Regular Expression Gurus Out There?


I am learning Perl regular expressions (on an OS X 10.1 workstation with the default Perl install).

I am trying to duplicate the functionality of many of these message boards that allow pseudo-HTML code, for example using [*b*]text here[/*b*] to bold a phrase (minus the asterisks). As such, I have written the following code to test the regular expression (bear with me):

$tag = "[bold]This is some text![/bold]";

if ($tag =~ /(\[)([a-z]+)(\])(.+?)(\[\/\1\])/) {

     print "matched!\n";
     print "atom 1 = $1\n";
     print "atom 2 = $2\n";
     print "atom 3 = $3\n";
     print "atom 4 = $4\n";
     print "atom 5 = $5\n";
     print "atom 6 = $6\n";

else {
     print "no match!\n";

When run as is, this code returns "no match!", but as far as I can tell it should match. When I remove the parentheses from the initial atom:

if ($tag =~ /\[([a-z]+)(\])(.+?)(\[\/\1\])/) {

it matches properly, which seems strange because as far as I know the parentheses should have no effect on the match inside; they just store the value into a variable for later use. Unfortunately, I want to grab this first atom using $1 so I need the parantheses there.

I'd appreciate if someone with regexp know-how would enlighten me. I'm going batty!


Well, the immediate problem is one of those Doh! type problems, namely, you want the last piece to match \2 not \1 since \1 is a '[':

if ($tag =~ /(\[)([a-z]+)(\])(.+?)(\[\/\2\])/) {

Of course, since you know that first should be the '[' character, you probably don't need to save it...personally, however, I would write this as:

if( $tag =~ /\[([a-z]+)\]([^[]*)\[\/\1\]/) {

since the only info you really need is the tag name and data in the tag.
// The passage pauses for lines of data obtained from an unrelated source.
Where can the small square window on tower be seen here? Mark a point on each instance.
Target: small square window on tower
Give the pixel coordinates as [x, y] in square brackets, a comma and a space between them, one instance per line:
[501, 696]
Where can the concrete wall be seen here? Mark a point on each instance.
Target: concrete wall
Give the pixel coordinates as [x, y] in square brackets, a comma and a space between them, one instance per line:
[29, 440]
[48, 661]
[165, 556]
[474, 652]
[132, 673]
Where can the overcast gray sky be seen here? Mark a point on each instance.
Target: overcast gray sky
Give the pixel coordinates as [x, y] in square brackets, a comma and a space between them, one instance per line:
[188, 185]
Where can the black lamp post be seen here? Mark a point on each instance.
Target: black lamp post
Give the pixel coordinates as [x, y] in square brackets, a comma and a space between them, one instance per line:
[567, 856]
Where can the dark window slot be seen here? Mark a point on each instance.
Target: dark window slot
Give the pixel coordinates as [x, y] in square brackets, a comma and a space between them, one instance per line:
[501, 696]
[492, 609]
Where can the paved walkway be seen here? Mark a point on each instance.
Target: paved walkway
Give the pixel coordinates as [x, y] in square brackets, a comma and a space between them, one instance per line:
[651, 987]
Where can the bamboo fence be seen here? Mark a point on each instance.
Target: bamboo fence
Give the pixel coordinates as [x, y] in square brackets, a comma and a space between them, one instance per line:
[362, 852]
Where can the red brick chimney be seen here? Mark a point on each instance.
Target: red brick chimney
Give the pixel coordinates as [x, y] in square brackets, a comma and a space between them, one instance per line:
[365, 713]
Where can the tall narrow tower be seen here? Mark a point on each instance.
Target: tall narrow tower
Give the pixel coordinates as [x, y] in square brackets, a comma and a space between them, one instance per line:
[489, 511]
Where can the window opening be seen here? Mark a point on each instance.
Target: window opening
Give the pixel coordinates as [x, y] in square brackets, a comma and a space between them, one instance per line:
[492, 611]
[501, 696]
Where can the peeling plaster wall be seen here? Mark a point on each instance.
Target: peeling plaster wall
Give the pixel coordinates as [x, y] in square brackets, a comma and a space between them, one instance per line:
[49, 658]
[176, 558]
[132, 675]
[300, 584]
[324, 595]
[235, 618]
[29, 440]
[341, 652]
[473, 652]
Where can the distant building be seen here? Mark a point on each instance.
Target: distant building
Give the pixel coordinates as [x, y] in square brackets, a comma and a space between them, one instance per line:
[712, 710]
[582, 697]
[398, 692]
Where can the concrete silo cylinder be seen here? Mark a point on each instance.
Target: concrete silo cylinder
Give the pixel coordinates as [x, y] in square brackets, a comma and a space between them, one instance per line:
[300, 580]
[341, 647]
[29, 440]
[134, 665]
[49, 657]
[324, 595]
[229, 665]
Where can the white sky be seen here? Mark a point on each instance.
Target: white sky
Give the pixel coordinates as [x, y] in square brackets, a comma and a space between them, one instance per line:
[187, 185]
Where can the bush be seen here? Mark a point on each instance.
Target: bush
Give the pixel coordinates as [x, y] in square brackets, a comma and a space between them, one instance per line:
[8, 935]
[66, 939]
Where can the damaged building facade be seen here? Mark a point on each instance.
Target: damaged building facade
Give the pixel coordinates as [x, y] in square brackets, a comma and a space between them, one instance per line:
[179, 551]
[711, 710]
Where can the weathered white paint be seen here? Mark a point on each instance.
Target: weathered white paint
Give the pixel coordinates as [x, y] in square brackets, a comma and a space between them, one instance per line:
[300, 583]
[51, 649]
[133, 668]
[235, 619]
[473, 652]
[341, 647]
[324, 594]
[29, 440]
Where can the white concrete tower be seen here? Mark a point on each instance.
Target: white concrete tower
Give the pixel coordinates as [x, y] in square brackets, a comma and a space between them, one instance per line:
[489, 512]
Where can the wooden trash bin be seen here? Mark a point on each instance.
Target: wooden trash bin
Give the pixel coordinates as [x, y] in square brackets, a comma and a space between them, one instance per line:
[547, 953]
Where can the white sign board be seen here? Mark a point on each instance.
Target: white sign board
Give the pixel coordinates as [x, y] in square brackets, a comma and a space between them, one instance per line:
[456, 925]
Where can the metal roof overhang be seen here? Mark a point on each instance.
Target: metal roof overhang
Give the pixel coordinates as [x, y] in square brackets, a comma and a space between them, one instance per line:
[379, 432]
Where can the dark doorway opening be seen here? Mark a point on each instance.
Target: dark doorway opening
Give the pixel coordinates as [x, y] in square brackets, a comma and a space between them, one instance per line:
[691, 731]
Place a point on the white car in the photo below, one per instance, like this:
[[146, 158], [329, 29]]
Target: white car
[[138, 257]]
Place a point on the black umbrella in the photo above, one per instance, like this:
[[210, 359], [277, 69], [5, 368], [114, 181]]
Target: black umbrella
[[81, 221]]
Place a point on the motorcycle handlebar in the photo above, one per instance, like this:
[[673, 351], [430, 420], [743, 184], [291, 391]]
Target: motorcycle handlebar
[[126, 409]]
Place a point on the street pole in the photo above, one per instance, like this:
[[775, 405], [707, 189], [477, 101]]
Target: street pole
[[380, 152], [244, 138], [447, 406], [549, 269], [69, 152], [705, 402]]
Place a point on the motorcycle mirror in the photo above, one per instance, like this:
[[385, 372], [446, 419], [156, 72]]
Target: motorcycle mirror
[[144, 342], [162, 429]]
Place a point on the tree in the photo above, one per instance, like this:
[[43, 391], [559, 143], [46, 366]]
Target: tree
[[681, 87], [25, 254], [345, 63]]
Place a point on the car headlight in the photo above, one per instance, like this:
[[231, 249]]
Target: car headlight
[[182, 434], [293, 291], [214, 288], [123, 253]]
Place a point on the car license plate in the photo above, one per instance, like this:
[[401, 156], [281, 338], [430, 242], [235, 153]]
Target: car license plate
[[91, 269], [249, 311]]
Also, I changed the data match to be [^[]* as that will match anything which isn't a '[' instead of the less-efficient .+? (which causes the parser to backtrack until it finds the match following .+?; a great regex book is Friedl's Mastering Regular Expressions).


That really *is* a doh! I started out with something very similar to what you propose, but forgot to update the variable somewhere along the line. Thanks for the additional insight...I am going to check out that book.